La Commission européenne refuse de plus en plus les programmes qu’elle ne juge pas « positifs », qui n’aident pas les Etats : les programmes « poil à gratter », pour parler vite. C’est-à-dire les programmes qui éclairent des manquements des Etats.
Prenons un exemple que je connais bien. L’Observatoire international des prisons a réussi une chose tout à fait remarquable : la publication en trois langues d’un rapport annuel sur l’état des prisons dans une cinquantaine de pays (dont la France). Tocqueville disait, je crois, qu’une démocratie se juge sur ses prisons. La Commission européenne a d’abord accepté ce programme. Deux ou trois salariés ont pu y travailler d’arrache-pied. Ce n’est pas un travail facile, mais il a été reconnu aux Nations unies et en bien des lieux. Or, depuis deux ans, la réponse est devenue « non » : un rapport sur l’état des prisons dans le monde n’est pas une aide positive aux Etats. C’est les dénoncer. Le programme est donc refusé.
Alors que faire ? Les ONG qui mettent le doigt sur ce type de problèmes ne reçoivent plus les fonds de la société civile car les médias montrent toutes les plaies du monde, et d’autres priorités s’imposent aux gens, ce qui est légitime. Mais, dorénavant, elles ne sont aussi plus aidées par les Etats ou groupes d’Etats. En conséquence, elles ne
peuvent assurer qu’un nombre toujours plus restreint de programmes. Certaines mettent la clef sous la porte. Et cela, tout de même, c’est inadmissible.

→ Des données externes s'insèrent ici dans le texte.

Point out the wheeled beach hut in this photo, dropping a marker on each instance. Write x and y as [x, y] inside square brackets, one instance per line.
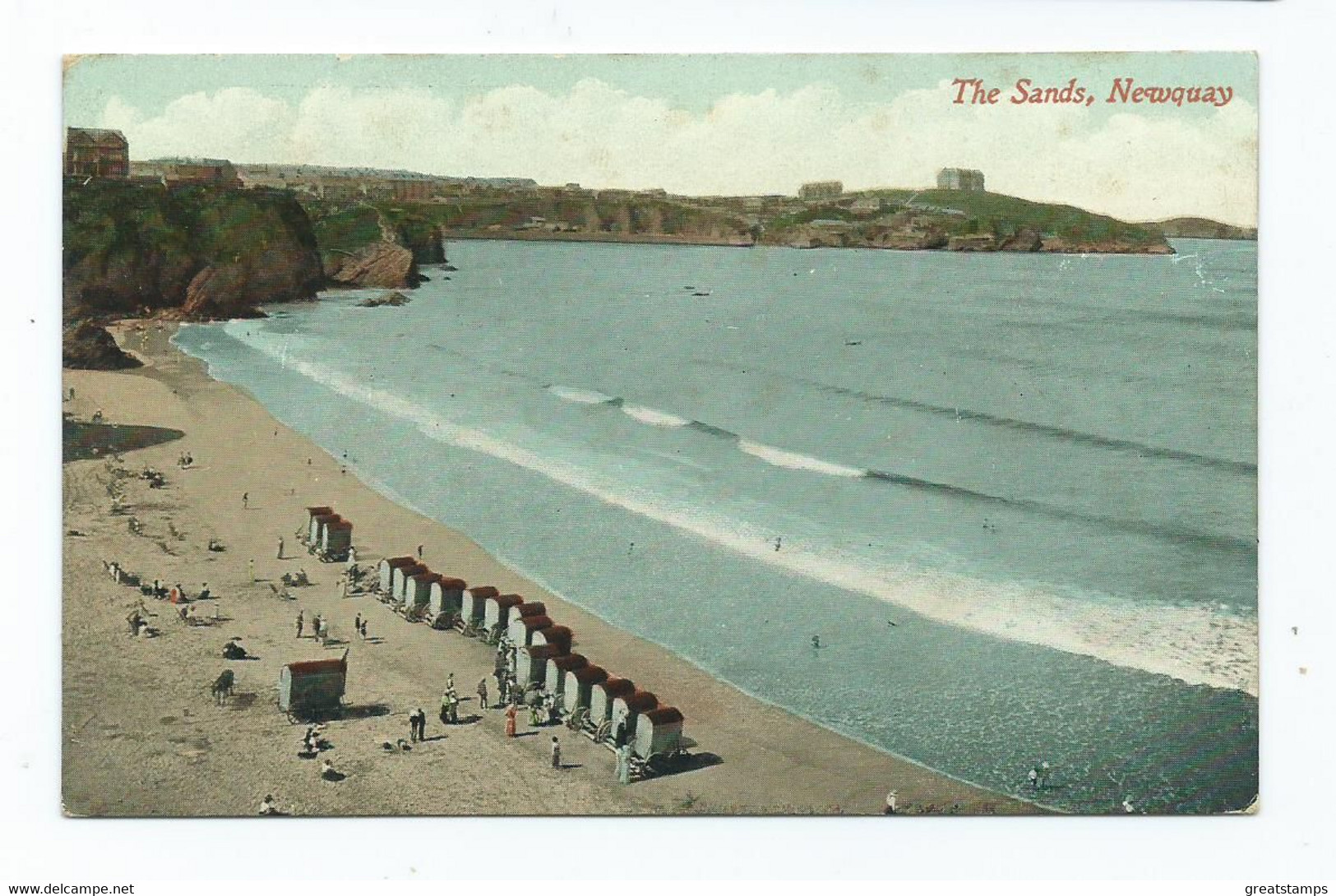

Bien sûr, il reste une solution qui n’a pas que des mauvais côtés : en revenir au bon vieux travail militant d’autrefois : continuer obstinément à faire connaître l’insupportable grâce à l’activité bénévole de gens qui, après le travail, prennent deux ou trois soirées par semaine pour travailler, publier des petits journaux, et qui malgré tout finissent par obtenir des résultats. Mais l’argent reste important : combien d’associations en Afrique n’ont pas de quoi avoir un téléphone, un fax, un ordinateur, une connexion Internet sans lesquels elles ne peuvent informer, c’est-à-dire agir ?
Ne consacrer la manne financière de la Commission qu’à l’aide aux Etats, c’est ne pas comprendre la démocratie. Une démocratie doit aussi savoir aider ceux qui lui montrent ce qui ne va pas.